FORT MEADE, Md. – Several months before he started providing highly classified data to WikiLeaks, Army Pfc. Bradley Manning erupted violently against one of his superiors in Iraq, pounding his fists, flipping a table with government computers and trying to grab a firearm from a weapons rack until he was forcibly restrained, an Army officer testified Tuesday.

The late-night outburst inside a secret Army intelligence compound southeast of Baghdad in December 2009 came as the intelligence analyst was growing increasingly distressed about what he was learning about the wars in Iraq and Afghanistan. Soon after, while on holiday leave in Washington, he decided to begin leaking hundreds of thousands of classified war logs, diplomatic cables and enemy combatant assessments to the anti-secrecy website.

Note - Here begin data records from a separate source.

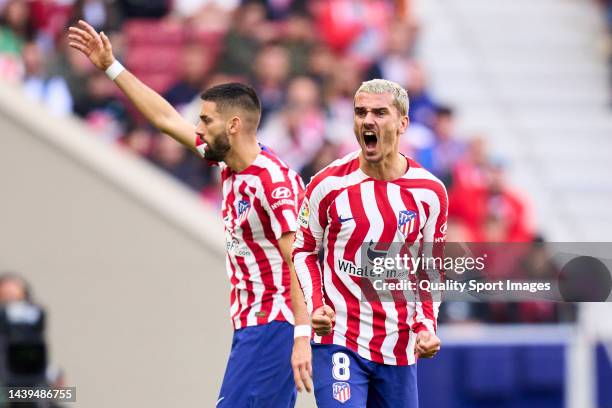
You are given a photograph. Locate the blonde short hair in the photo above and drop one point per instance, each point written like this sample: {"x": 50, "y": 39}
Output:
{"x": 378, "y": 86}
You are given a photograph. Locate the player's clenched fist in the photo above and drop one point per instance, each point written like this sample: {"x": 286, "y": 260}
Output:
{"x": 323, "y": 320}
{"x": 96, "y": 47}
{"x": 427, "y": 344}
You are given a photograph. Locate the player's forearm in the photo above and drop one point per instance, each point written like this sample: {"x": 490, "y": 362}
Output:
{"x": 308, "y": 274}
{"x": 298, "y": 303}
{"x": 156, "y": 109}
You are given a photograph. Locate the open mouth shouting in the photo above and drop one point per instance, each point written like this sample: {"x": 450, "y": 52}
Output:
{"x": 370, "y": 140}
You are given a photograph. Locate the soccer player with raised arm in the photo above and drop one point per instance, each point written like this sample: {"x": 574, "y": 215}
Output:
{"x": 365, "y": 349}
{"x": 260, "y": 200}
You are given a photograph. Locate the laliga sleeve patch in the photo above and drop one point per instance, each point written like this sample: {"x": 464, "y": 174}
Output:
{"x": 304, "y": 214}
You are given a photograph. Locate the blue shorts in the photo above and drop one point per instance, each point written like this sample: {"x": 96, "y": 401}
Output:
{"x": 342, "y": 378}
{"x": 258, "y": 372}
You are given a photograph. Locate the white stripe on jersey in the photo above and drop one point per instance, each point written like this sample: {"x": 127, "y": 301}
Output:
{"x": 381, "y": 336}
{"x": 253, "y": 223}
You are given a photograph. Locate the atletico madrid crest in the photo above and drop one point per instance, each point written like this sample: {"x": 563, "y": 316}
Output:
{"x": 342, "y": 391}
{"x": 406, "y": 222}
{"x": 243, "y": 210}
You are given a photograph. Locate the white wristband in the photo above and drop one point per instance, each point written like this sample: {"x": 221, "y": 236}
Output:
{"x": 114, "y": 70}
{"x": 302, "y": 330}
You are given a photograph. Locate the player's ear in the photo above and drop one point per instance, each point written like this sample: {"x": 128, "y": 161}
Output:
{"x": 234, "y": 125}
{"x": 404, "y": 122}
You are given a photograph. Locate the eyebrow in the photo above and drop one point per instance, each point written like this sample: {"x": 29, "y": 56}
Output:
{"x": 383, "y": 109}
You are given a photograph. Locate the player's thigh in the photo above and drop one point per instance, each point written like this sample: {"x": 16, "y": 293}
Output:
{"x": 340, "y": 377}
{"x": 393, "y": 387}
{"x": 258, "y": 373}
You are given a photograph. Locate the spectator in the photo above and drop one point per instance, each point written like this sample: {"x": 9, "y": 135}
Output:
{"x": 100, "y": 108}
{"x": 393, "y": 63}
{"x": 75, "y": 69}
{"x": 422, "y": 104}
{"x": 172, "y": 157}
{"x": 447, "y": 148}
{"x": 195, "y": 65}
{"x": 297, "y": 131}
{"x": 49, "y": 90}
{"x": 298, "y": 38}
{"x": 241, "y": 44}
{"x": 138, "y": 140}
{"x": 13, "y": 288}
{"x": 271, "y": 72}
{"x": 15, "y": 29}
{"x": 321, "y": 63}
{"x": 346, "y": 77}
{"x": 326, "y": 154}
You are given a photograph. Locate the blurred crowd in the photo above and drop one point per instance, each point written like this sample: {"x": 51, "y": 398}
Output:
{"x": 305, "y": 58}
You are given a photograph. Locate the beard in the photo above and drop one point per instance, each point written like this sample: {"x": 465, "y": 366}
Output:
{"x": 218, "y": 149}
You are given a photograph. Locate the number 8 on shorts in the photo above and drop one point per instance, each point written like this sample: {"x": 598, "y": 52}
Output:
{"x": 340, "y": 369}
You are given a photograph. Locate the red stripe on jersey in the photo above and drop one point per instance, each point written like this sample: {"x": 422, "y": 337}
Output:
{"x": 253, "y": 244}
{"x": 333, "y": 233}
{"x": 387, "y": 236}
{"x": 333, "y": 171}
{"x": 246, "y": 277}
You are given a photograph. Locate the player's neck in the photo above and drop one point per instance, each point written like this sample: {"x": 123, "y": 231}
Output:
{"x": 243, "y": 154}
{"x": 388, "y": 169}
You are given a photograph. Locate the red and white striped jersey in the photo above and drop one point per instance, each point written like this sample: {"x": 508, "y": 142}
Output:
{"x": 259, "y": 205}
{"x": 344, "y": 208}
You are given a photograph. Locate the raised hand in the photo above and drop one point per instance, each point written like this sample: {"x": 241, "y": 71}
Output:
{"x": 427, "y": 344}
{"x": 301, "y": 362}
{"x": 323, "y": 320}
{"x": 96, "y": 47}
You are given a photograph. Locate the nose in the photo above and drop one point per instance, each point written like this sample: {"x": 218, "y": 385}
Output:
{"x": 368, "y": 120}
{"x": 200, "y": 129}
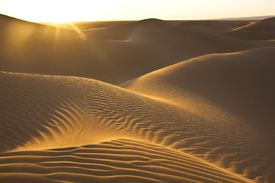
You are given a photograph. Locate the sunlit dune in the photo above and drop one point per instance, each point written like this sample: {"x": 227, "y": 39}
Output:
{"x": 140, "y": 101}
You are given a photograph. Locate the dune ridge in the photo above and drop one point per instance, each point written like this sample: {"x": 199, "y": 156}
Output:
{"x": 91, "y": 107}
{"x": 196, "y": 102}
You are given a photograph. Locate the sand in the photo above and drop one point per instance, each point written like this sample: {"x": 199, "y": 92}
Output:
{"x": 144, "y": 101}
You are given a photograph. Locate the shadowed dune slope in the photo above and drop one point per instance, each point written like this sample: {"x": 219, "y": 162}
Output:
{"x": 40, "y": 112}
{"x": 114, "y": 54}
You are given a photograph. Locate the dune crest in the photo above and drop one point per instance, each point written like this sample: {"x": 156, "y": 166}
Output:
{"x": 196, "y": 102}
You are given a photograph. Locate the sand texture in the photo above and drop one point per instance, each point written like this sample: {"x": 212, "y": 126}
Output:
{"x": 145, "y": 101}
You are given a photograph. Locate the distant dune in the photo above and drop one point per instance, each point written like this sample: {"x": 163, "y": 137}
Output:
{"x": 145, "y": 101}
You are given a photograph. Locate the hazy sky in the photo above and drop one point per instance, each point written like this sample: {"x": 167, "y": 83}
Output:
{"x": 85, "y": 10}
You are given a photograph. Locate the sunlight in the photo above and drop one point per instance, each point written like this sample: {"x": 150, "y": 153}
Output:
{"x": 61, "y": 11}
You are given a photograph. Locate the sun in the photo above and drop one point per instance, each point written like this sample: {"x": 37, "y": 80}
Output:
{"x": 58, "y": 11}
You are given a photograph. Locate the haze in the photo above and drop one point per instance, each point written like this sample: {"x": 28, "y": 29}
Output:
{"x": 87, "y": 10}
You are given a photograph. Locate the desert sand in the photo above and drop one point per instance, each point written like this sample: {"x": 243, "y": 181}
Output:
{"x": 141, "y": 101}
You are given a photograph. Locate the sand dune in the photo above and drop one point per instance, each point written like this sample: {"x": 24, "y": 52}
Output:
{"x": 46, "y": 112}
{"x": 265, "y": 25}
{"x": 114, "y": 54}
{"x": 240, "y": 83}
{"x": 196, "y": 102}
{"x": 119, "y": 160}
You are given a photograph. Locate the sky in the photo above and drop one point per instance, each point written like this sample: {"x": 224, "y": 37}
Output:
{"x": 101, "y": 10}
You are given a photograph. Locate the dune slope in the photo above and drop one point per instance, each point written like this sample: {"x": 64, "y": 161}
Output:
{"x": 41, "y": 112}
{"x": 238, "y": 83}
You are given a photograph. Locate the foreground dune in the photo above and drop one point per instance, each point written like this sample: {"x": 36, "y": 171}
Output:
{"x": 45, "y": 112}
{"x": 196, "y": 102}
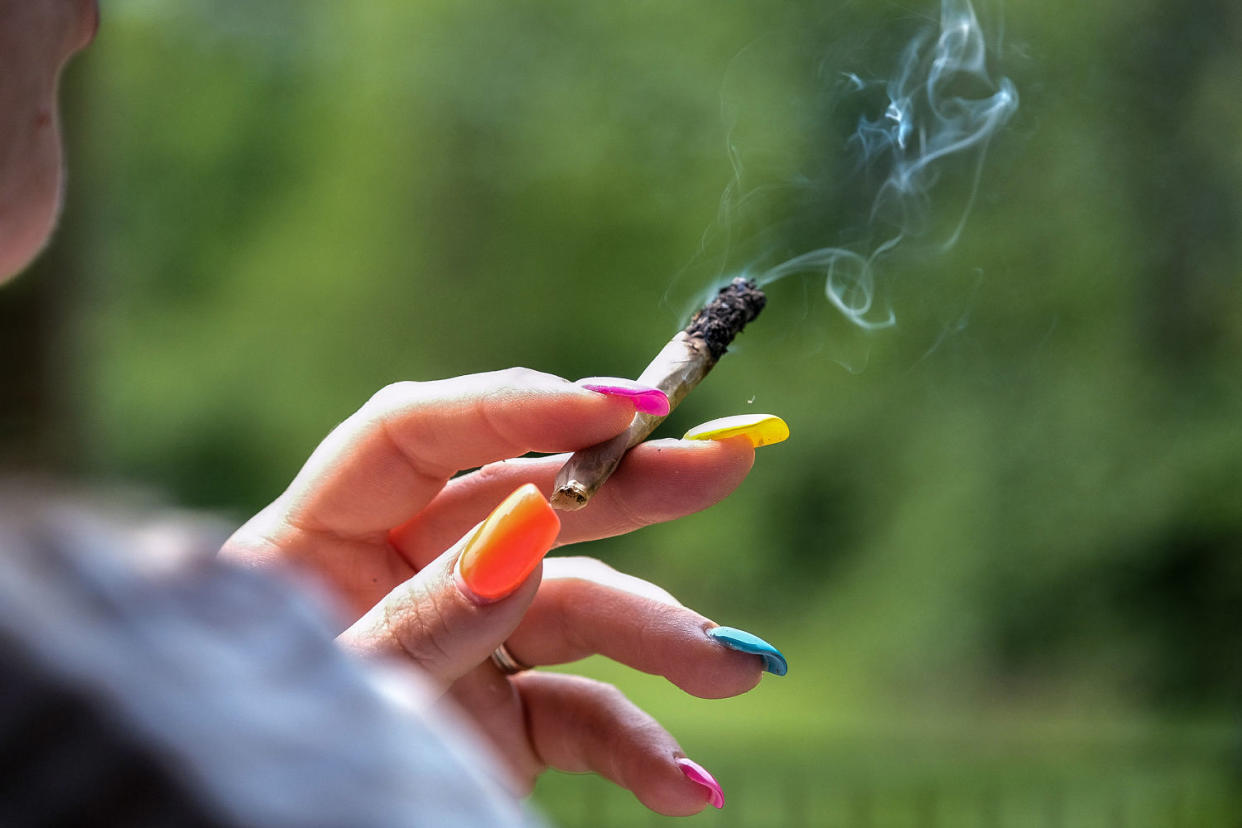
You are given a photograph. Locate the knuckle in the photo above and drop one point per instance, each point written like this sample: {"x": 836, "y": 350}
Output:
{"x": 417, "y": 625}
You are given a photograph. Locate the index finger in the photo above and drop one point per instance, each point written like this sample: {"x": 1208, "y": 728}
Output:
{"x": 391, "y": 457}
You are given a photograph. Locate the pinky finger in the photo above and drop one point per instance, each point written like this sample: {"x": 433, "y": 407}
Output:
{"x": 581, "y": 725}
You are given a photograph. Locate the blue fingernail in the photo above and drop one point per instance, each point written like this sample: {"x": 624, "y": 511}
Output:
{"x": 744, "y": 642}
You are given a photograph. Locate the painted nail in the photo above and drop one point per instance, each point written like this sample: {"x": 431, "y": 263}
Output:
{"x": 508, "y": 545}
{"x": 744, "y": 642}
{"x": 760, "y": 430}
{"x": 696, "y": 772}
{"x": 645, "y": 399}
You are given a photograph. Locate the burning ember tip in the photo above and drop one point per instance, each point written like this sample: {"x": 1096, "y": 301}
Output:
{"x": 677, "y": 369}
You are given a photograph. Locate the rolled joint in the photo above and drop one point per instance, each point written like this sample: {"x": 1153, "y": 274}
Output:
{"x": 679, "y": 366}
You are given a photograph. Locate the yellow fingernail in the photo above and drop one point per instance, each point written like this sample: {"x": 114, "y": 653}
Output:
{"x": 760, "y": 430}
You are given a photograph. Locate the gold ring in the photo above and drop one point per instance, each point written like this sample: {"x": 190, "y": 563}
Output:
{"x": 506, "y": 663}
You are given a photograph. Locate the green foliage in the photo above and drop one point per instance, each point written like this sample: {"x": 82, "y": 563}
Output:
{"x": 1028, "y": 495}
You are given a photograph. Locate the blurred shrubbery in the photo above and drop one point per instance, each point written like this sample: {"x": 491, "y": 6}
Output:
{"x": 1026, "y": 499}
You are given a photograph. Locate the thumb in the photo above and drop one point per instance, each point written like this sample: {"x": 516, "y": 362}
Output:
{"x": 450, "y": 616}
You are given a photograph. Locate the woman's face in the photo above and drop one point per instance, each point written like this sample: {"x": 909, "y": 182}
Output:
{"x": 36, "y": 40}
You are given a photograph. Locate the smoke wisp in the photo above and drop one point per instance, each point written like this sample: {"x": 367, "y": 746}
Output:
{"x": 942, "y": 103}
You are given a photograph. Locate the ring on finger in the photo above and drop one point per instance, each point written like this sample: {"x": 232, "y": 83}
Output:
{"x": 506, "y": 662}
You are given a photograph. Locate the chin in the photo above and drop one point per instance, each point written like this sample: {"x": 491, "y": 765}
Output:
{"x": 24, "y": 242}
{"x": 31, "y": 204}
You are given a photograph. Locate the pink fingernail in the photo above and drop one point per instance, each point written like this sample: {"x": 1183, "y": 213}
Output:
{"x": 696, "y": 772}
{"x": 645, "y": 399}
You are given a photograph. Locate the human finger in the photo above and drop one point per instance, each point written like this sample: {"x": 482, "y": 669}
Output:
{"x": 585, "y": 607}
{"x": 581, "y": 725}
{"x": 450, "y": 616}
{"x": 657, "y": 481}
{"x": 396, "y": 452}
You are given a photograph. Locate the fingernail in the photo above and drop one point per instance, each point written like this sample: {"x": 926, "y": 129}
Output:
{"x": 760, "y": 430}
{"x": 744, "y": 642}
{"x": 508, "y": 545}
{"x": 696, "y": 772}
{"x": 645, "y": 399}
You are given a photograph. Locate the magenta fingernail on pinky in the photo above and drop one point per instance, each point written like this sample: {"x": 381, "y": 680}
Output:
{"x": 645, "y": 399}
{"x": 696, "y": 772}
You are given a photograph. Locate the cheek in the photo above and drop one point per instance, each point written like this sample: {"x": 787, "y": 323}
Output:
{"x": 30, "y": 190}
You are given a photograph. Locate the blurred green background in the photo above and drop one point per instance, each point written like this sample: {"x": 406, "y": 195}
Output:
{"x": 1002, "y": 549}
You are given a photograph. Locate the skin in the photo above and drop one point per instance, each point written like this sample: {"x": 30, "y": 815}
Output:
{"x": 378, "y": 515}
{"x": 37, "y": 37}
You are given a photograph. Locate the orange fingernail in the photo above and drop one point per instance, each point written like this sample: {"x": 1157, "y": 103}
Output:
{"x": 509, "y": 544}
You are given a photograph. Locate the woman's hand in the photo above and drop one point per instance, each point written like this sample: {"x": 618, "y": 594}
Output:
{"x": 376, "y": 507}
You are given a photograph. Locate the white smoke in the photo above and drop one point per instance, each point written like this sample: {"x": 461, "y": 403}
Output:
{"x": 942, "y": 102}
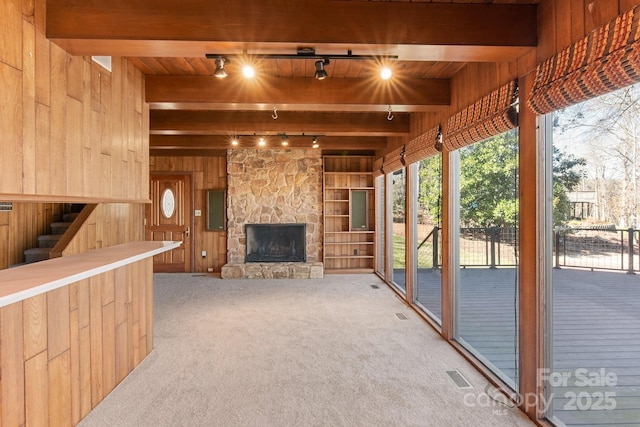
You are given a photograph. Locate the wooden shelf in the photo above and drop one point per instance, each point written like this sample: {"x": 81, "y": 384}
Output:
{"x": 348, "y": 203}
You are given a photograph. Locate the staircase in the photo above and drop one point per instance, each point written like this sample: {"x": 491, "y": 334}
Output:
{"x": 46, "y": 242}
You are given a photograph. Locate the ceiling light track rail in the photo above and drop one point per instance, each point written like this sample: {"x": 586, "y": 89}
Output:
{"x": 304, "y": 54}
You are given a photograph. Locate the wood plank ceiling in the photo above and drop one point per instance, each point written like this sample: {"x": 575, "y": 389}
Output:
{"x": 194, "y": 113}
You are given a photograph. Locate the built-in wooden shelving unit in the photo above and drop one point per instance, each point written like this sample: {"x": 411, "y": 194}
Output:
{"x": 348, "y": 214}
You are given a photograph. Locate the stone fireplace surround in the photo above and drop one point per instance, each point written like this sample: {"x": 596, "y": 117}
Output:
{"x": 276, "y": 186}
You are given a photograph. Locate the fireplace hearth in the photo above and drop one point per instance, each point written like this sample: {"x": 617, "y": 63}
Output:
{"x": 276, "y": 242}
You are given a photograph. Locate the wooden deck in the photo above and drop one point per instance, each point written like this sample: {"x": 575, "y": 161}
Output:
{"x": 596, "y": 329}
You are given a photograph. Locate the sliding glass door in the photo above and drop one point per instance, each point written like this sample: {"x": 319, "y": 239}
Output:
{"x": 486, "y": 285}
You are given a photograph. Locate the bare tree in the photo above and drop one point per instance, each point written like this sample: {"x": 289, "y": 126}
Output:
{"x": 606, "y": 132}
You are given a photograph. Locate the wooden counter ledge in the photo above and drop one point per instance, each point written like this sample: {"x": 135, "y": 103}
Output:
{"x": 19, "y": 283}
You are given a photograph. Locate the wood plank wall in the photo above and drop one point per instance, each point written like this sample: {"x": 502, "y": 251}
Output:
{"x": 209, "y": 173}
{"x": 20, "y": 228}
{"x": 110, "y": 224}
{"x": 64, "y": 351}
{"x": 70, "y": 128}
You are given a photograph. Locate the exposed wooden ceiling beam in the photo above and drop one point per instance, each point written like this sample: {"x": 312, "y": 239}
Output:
{"x": 198, "y": 143}
{"x": 184, "y": 122}
{"x": 296, "y": 94}
{"x": 414, "y": 31}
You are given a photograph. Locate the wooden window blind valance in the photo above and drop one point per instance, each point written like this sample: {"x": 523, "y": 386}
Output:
{"x": 606, "y": 59}
{"x": 490, "y": 116}
{"x": 424, "y": 146}
{"x": 393, "y": 160}
{"x": 377, "y": 168}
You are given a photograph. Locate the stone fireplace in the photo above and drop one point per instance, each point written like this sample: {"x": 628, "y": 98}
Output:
{"x": 275, "y": 243}
{"x": 269, "y": 189}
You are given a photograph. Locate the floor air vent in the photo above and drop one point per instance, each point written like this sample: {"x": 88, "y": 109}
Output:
{"x": 458, "y": 379}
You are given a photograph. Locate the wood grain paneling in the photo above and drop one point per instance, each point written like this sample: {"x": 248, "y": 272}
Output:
{"x": 34, "y": 324}
{"x": 60, "y": 350}
{"x": 11, "y": 366}
{"x": 51, "y": 137}
{"x": 36, "y": 378}
{"x": 208, "y": 173}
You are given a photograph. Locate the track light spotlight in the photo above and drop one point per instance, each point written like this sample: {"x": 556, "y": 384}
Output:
{"x": 321, "y": 74}
{"x": 220, "y": 71}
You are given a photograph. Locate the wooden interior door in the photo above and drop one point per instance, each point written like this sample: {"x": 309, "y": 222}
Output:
{"x": 168, "y": 218}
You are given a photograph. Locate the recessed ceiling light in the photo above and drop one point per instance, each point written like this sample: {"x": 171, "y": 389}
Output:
{"x": 248, "y": 71}
{"x": 386, "y": 73}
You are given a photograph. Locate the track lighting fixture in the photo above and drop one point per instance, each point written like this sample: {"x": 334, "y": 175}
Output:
{"x": 321, "y": 73}
{"x": 220, "y": 71}
{"x": 301, "y": 53}
{"x": 248, "y": 71}
{"x": 267, "y": 139}
{"x": 385, "y": 73}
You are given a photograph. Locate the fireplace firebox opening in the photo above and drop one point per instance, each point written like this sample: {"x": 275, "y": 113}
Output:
{"x": 276, "y": 242}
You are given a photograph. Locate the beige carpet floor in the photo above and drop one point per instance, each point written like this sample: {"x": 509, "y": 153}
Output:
{"x": 318, "y": 352}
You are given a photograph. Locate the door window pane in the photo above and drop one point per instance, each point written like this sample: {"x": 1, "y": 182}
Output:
{"x": 380, "y": 225}
{"x": 428, "y": 292}
{"x": 487, "y": 281}
{"x": 399, "y": 203}
{"x": 593, "y": 377}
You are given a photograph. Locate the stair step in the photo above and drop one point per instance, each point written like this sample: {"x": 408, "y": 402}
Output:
{"x": 69, "y": 217}
{"x": 48, "y": 240}
{"x": 36, "y": 254}
{"x": 59, "y": 227}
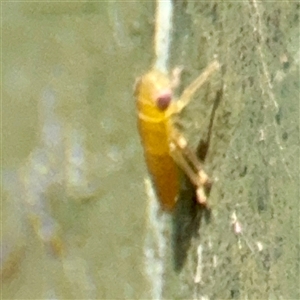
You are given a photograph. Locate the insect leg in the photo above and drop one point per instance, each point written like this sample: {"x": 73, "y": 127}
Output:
{"x": 188, "y": 93}
{"x": 190, "y": 164}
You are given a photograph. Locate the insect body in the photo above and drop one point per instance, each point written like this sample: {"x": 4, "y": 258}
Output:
{"x": 164, "y": 146}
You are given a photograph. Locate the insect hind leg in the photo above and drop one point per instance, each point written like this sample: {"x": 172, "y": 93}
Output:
{"x": 187, "y": 160}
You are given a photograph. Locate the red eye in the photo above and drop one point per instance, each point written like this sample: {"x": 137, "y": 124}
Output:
{"x": 164, "y": 99}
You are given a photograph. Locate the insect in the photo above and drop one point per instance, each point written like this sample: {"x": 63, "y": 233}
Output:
{"x": 165, "y": 148}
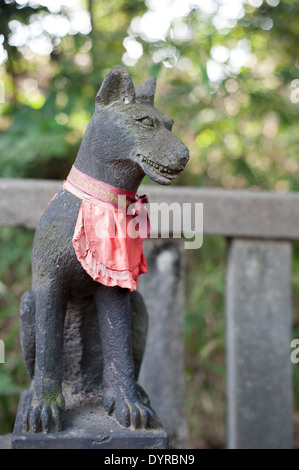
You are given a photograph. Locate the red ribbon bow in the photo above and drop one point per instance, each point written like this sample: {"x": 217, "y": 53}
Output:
{"x": 141, "y": 212}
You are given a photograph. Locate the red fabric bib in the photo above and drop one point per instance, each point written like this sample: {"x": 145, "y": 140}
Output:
{"x": 106, "y": 240}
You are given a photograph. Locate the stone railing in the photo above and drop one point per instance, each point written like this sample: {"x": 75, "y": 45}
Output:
{"x": 260, "y": 227}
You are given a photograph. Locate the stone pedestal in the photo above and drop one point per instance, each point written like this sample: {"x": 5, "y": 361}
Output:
{"x": 87, "y": 426}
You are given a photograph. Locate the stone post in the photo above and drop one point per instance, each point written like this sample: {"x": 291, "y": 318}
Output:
{"x": 258, "y": 305}
{"x": 162, "y": 371}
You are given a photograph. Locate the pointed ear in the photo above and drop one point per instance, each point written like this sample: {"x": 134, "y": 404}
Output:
{"x": 145, "y": 92}
{"x": 117, "y": 86}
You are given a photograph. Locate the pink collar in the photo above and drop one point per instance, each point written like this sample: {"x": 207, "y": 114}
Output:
{"x": 103, "y": 191}
{"x": 119, "y": 198}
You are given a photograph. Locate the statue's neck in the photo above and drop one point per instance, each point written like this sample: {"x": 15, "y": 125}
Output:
{"x": 123, "y": 175}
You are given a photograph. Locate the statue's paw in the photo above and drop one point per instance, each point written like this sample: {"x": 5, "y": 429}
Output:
{"x": 128, "y": 411}
{"x": 44, "y": 414}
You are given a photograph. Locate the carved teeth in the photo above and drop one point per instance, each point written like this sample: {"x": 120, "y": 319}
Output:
{"x": 155, "y": 165}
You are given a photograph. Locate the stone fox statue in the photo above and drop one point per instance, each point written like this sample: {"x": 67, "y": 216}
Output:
{"x": 76, "y": 328}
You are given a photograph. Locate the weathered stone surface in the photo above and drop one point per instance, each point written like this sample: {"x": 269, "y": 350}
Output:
{"x": 162, "y": 371}
{"x": 87, "y": 426}
{"x": 258, "y": 345}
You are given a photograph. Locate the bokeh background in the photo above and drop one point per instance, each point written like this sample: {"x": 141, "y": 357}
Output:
{"x": 227, "y": 74}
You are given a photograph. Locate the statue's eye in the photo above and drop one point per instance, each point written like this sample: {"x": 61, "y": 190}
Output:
{"x": 146, "y": 121}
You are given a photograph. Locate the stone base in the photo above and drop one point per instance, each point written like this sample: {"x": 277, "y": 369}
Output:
{"x": 87, "y": 426}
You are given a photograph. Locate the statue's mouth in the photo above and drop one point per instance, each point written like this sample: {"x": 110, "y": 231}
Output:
{"x": 158, "y": 172}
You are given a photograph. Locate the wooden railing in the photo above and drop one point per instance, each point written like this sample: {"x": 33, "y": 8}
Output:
{"x": 260, "y": 227}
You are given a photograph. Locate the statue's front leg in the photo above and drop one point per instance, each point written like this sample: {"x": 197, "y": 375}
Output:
{"x": 120, "y": 392}
{"x": 45, "y": 411}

Defense lawyers say the incident is crucial to their effort to persuade a military judge not to impose the maximum 90-year sentence on Manning, who was convicted in a court-martial of espionage and other charges for the illegal disclosures. They are trying to show that the Oklahoma-born soldier was nearing an emotional breakdown over what he viewed as military atrocities and government lies in the two conflicts.

Manning's lawyers also contend the incident proves military commanders knew he was mentally unstable but did not remove him from Iraq or dismiss him from the Army.